En Afrique de l’Est, le projet hydroélectrique de Stiegler’s Gorge progresse et devrait permettre d’injecter à terme 2.100 MW dans le réseau électrique national de la Tanzanie.
Parmi les pays à fort potentiel hydroélectrique en Afrique, figure bien sûr la RDC, mais aussi le Cameroun, tous deux situés en Afrique centrale. Les deux pays situés dans le bassin du Congo posséderaient à eux seuls 60 % du potentiel hydroélectrique du continent, qui reste cependant très largement inexploité à ce jour.
L’Afrique affiche actuellement une puissance hydroélectrique installée de 38.174 MW selon l’Association internationale de l’hydroélectricité (IHA). Pourtant, selon la Banque africaine de développement (BAD), seulement 5 % du potentiel hydroélectrique de l’Afrique est utilisé jusqu’ici.

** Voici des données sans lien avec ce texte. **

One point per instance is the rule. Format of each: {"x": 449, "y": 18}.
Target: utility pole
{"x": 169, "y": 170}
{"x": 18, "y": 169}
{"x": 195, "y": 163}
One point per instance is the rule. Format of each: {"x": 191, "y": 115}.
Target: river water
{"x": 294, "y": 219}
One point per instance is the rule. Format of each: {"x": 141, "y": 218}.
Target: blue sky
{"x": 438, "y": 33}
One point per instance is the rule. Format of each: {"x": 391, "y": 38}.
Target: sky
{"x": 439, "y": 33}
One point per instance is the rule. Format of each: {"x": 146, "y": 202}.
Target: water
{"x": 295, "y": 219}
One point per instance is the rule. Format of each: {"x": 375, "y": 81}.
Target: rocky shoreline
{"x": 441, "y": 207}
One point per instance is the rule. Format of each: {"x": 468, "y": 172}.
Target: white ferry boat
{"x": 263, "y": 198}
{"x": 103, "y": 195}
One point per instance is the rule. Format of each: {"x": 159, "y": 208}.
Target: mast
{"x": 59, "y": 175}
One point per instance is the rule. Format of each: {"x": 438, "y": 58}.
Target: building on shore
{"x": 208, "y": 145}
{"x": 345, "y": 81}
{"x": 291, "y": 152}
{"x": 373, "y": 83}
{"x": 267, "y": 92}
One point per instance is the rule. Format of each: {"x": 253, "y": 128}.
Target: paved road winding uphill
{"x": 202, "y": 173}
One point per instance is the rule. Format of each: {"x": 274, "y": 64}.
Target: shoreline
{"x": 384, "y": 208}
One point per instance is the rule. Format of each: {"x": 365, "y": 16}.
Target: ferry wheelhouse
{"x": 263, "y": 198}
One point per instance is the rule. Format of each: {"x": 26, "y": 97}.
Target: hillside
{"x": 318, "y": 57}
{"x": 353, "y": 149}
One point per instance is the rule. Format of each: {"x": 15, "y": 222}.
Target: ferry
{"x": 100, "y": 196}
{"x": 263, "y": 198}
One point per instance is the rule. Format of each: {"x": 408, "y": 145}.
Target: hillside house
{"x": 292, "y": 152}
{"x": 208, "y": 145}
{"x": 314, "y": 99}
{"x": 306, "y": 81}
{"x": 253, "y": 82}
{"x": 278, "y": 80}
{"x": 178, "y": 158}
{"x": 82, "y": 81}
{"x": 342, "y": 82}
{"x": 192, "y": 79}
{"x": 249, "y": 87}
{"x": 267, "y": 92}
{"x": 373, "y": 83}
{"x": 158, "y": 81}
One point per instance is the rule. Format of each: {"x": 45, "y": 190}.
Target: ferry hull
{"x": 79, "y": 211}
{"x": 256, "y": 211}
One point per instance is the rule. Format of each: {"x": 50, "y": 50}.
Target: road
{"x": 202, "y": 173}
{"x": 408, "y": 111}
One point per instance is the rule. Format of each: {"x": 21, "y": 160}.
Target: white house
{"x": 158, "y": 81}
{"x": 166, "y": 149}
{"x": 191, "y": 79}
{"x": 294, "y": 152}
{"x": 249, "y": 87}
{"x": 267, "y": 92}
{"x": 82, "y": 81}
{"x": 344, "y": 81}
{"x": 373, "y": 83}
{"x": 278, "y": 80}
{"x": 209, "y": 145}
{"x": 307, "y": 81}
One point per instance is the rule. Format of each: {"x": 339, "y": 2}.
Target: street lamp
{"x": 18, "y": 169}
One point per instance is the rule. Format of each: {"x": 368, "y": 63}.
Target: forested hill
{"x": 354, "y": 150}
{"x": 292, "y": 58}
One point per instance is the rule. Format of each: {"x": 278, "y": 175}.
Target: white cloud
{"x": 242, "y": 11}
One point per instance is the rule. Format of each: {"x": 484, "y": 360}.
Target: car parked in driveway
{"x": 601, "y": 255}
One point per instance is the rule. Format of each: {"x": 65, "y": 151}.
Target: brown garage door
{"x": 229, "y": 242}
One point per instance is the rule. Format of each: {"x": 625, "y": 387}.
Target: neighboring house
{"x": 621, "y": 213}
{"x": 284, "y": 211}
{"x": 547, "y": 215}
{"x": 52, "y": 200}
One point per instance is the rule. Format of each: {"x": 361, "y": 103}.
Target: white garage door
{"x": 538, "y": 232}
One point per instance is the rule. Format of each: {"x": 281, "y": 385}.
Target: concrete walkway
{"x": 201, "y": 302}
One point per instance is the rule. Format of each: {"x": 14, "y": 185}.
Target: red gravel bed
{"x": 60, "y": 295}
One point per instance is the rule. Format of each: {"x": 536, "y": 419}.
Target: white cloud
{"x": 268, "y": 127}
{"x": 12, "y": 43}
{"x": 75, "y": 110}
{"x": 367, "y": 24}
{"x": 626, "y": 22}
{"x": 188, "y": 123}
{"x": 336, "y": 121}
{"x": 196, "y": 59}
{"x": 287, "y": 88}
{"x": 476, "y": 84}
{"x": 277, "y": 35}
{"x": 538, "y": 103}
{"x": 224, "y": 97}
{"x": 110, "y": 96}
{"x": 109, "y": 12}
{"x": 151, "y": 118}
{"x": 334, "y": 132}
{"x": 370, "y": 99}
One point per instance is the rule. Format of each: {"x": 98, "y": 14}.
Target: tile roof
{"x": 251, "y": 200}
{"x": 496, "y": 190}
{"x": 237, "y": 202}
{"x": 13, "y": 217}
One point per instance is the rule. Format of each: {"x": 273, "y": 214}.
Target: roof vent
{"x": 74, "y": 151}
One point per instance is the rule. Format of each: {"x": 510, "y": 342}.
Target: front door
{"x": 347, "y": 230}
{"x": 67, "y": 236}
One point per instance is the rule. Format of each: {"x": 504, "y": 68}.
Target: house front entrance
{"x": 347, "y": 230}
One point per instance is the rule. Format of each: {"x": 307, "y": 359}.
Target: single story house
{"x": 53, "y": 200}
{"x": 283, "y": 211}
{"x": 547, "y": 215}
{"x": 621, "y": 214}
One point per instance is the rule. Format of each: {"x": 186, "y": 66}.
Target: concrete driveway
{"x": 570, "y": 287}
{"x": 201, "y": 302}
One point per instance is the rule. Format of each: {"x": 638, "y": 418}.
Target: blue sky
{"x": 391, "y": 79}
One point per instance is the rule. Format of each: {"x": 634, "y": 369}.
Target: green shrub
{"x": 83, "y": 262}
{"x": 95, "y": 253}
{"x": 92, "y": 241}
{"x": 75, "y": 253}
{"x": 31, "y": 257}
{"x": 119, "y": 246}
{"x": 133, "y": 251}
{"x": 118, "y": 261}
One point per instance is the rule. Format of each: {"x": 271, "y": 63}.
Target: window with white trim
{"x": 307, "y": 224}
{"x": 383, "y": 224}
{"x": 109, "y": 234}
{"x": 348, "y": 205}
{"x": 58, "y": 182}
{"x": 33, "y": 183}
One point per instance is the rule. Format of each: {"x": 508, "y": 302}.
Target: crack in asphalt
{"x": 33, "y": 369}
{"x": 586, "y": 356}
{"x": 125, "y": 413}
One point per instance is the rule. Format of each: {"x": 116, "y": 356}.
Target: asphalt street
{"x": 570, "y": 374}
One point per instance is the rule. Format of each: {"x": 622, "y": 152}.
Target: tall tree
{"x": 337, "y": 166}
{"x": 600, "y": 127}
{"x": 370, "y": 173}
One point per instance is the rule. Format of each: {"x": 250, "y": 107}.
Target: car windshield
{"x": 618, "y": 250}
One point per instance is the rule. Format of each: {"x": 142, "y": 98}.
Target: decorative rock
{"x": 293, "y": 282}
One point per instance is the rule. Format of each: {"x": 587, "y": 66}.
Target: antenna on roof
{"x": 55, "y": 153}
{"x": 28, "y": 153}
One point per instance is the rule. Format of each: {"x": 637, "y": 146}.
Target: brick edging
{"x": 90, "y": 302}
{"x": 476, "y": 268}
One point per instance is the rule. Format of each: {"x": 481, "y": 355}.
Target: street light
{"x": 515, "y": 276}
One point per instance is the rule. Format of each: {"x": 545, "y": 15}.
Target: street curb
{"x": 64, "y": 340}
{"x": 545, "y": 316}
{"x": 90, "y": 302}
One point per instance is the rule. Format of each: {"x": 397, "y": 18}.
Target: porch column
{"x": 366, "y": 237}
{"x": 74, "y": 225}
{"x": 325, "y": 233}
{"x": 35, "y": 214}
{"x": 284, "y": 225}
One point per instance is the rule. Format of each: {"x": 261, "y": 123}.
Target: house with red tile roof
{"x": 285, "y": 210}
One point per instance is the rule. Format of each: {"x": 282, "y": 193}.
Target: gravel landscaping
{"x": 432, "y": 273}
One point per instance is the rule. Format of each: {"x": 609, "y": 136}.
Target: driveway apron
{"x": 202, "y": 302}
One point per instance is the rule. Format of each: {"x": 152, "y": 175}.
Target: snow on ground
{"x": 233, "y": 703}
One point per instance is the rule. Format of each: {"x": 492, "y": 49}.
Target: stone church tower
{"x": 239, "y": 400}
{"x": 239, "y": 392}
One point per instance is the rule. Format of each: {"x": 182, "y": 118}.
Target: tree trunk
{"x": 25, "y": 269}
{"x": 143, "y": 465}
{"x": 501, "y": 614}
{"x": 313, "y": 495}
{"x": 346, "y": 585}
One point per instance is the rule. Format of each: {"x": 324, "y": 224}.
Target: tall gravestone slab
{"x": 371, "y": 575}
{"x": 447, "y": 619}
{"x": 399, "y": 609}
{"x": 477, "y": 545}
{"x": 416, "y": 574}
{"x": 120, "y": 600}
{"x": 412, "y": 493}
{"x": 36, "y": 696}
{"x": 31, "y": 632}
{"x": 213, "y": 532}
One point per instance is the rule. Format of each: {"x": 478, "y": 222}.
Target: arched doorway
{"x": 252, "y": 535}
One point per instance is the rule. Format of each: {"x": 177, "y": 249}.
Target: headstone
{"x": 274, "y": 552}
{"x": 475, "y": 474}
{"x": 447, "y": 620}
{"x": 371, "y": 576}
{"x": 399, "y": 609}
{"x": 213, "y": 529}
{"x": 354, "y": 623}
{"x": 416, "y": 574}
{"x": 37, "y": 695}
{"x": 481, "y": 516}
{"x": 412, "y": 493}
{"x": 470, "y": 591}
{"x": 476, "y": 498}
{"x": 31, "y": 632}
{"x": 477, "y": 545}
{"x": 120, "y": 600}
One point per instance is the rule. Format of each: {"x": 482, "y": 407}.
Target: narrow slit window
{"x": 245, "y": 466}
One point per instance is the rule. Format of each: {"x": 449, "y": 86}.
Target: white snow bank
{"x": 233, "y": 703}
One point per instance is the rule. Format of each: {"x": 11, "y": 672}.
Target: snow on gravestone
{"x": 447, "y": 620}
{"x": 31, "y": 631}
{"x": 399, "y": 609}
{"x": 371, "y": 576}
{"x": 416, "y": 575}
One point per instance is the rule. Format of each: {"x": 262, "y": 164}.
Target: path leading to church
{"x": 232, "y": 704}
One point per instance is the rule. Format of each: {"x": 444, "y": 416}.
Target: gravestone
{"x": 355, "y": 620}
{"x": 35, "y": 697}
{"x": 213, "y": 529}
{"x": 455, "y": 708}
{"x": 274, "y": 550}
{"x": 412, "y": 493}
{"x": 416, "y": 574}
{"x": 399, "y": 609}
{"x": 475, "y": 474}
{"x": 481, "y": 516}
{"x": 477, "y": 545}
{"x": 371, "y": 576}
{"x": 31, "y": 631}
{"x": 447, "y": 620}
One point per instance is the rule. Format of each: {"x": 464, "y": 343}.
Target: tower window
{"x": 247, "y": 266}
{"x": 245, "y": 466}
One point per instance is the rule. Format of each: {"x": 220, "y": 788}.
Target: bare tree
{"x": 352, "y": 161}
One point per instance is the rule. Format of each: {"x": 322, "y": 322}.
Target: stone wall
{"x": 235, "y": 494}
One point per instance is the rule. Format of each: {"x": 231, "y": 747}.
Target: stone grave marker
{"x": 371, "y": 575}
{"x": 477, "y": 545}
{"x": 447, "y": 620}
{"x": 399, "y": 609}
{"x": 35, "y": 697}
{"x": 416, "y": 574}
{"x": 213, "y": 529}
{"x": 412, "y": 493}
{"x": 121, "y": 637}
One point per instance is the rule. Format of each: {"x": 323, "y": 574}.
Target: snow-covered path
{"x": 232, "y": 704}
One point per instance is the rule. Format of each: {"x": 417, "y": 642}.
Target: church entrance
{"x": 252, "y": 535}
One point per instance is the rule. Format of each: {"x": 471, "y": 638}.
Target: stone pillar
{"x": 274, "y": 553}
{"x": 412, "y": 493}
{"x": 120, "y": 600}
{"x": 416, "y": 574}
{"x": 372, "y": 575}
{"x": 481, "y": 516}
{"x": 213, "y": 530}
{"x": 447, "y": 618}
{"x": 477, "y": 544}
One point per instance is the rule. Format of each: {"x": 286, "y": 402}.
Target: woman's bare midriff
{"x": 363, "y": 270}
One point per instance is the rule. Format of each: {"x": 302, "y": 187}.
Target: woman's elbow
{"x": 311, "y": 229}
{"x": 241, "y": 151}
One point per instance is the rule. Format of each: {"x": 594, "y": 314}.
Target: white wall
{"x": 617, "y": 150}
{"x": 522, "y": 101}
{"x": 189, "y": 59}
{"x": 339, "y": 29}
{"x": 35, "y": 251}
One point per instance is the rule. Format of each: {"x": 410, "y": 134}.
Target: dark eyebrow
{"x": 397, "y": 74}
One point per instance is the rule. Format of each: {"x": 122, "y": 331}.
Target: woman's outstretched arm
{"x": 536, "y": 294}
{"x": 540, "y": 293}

Rien qu’en Afrique de l’Ouest, le potentiel hydroélectrique avoisine les 25.000 MW, principalement dans les pays bordant le golfe de Guinée, notamment le Nigeria (37 %), la Guinée (26 %), le Ghana (11 %), la Côte d’Ivoire (11 %) et la Sierra Leone (5 %), selon l’ouvrage Le retour des grands investissements hydrauliques en Afrique de l’Ouest : les perspectives et les enjeux, publié par le Cirad (Centre français de coopération internationale en recherche agronomique pour le développement).
Des sources d’énergies renouvelables encore sous-exploitées
Parmi les sources d’énergies renouvelables encore très peu exploitées en Afrique figure la géothermie. Produire de l’énergie géothermique consiste à exploiter la chaleur naturelle du sous-sol pour produire de l’électricité grâce à des turbines à vapeur. Les centrales géothermiques opérationnelles ou en construction sur le continent se concentrent en Afrique de l’Est, principalement dans la vallée du rift. Le Kenya est d’ailleurs de loin le premier producteur d’énergie géothermique du continent africain, avec une capacité électrique installée de 713 MWe, sur un potentiel de 7.000 MWe estimé par la BAD. À proximité du Kenya, plusieurs pays d’Afrique de l’Est, notamment l’Éthiopie, la Zambie, l’Ouganda et la Tanzanie tentent eux aussi d’exploiter leur potentiel de géothermie, sans résultat palpable pour le moment.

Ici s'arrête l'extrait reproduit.